Shifted Contents, Shared Responsibility
Q: My warehouse often receives containers holding cargo that has shifted or collapsed against itself. Apart from any risk we face for cargo damage while unloading the containers, I feel this also presents a hazard to my workers. What can I do to protect my company and my employees?
A: Unfortunately, containers often house improperly stowed goods and the results can be costly, deadly, or even fatal.
In one recent case, a consolidator received an inbound container that was unloaded for Customs examination. After the inspection, the consolidator reloaded the container and arranged for inland shipment to its final destination.
When workers at the receiver's facility opened the container, the cargo had shifted—cartons were leaning against one of the container's doors. One workman entered the container through a narrow space to see how the cartons were stowed. As he stood in the container, several cartons fell from the stow, crushing his hand and arm against the container door.
Another case featured a shipment of steel tubes packed in an upright position in wooden crates, which were loaded overseas. The container did not have straps in place to prevent the crates from toppling over.
When it arrived at its final destination in the United States, workers used a forklift to remove its contents. At one point in the operation, several crates fell over and landed on a worker standing inside the container, fatally crushing him.
These kinds of accidents happen not only at the destination point, but also during the transportation process.
Several years ago, a number of railroads faced recurring incidents involving steel coils breaking loose during shipping. The coils would shift or pierce through their containers, at times causing derailment.
As a result, the railroads began demanding indemnifications from shippers for damages caused by improperly stowed cargo. While the railroads' concerns were warranted, their actions addressed the direct shippers—frequently steamship lines and logistics operators that were not involved in the stuffing process.

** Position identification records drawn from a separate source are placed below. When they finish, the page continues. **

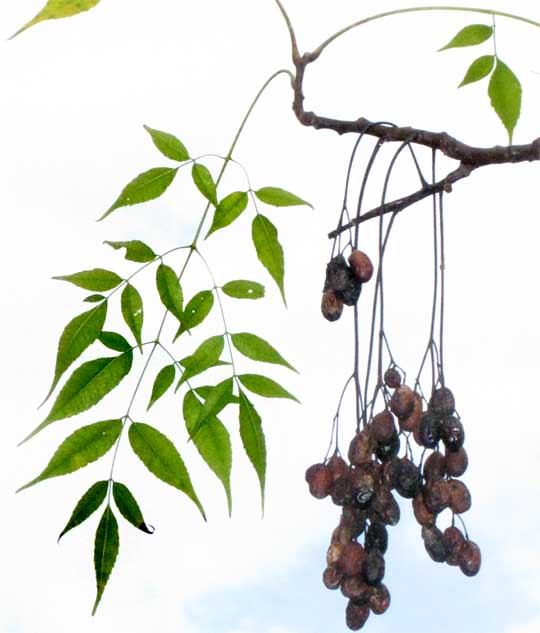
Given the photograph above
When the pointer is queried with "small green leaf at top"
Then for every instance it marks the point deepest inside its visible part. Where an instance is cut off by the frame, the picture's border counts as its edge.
(114, 341)
(504, 91)
(204, 182)
(256, 348)
(86, 506)
(168, 144)
(129, 508)
(169, 289)
(243, 289)
(97, 279)
(264, 386)
(253, 440)
(132, 311)
(146, 186)
(55, 9)
(479, 69)
(269, 250)
(136, 251)
(196, 311)
(279, 197)
(159, 455)
(82, 447)
(228, 209)
(88, 384)
(106, 545)
(470, 36)
(163, 381)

The U.S. Occupational Safety & Health Administration has enacted mandatory standards to ensure that employees receive proper training on industrial equipment. Employers must certify that they have trained their employees; failure to do so subjects the employer to civil penalties.
But these standards lose impact when a container is loaded by unknown entities in a foreign country. Companies may have no involvement in the loading process, but still face the risk of being named in a lawsuit.
So, what can businesses do to mitigate these risks?
The best place to address this problem is at the point of origin. Companies purchasing or selling goods should agree to a policy governing the most appropriate method for stacking and stowing goods for transit. Consolidators should use best practices to stow the goods they handle.
Keeping abreast of and conforming to current industry standards is key. Numerous industry publications contain information about proper methods for securing goods for transit, addressing issues such as choosing the proper container, devising an effective packing plan, engaging in appropriate packing and proper labeling, and issuing correct carriage instructions.
Finally, if you receive a container that presents potentially dangerous conditions, think twice before attempting to unload it. If you choose not to reject the shipment, be sure to notify your shipper, carrier, and insurer about the container's condition.
Request instructions from your insurer, and seek assistance from a qualified cargo surveyor.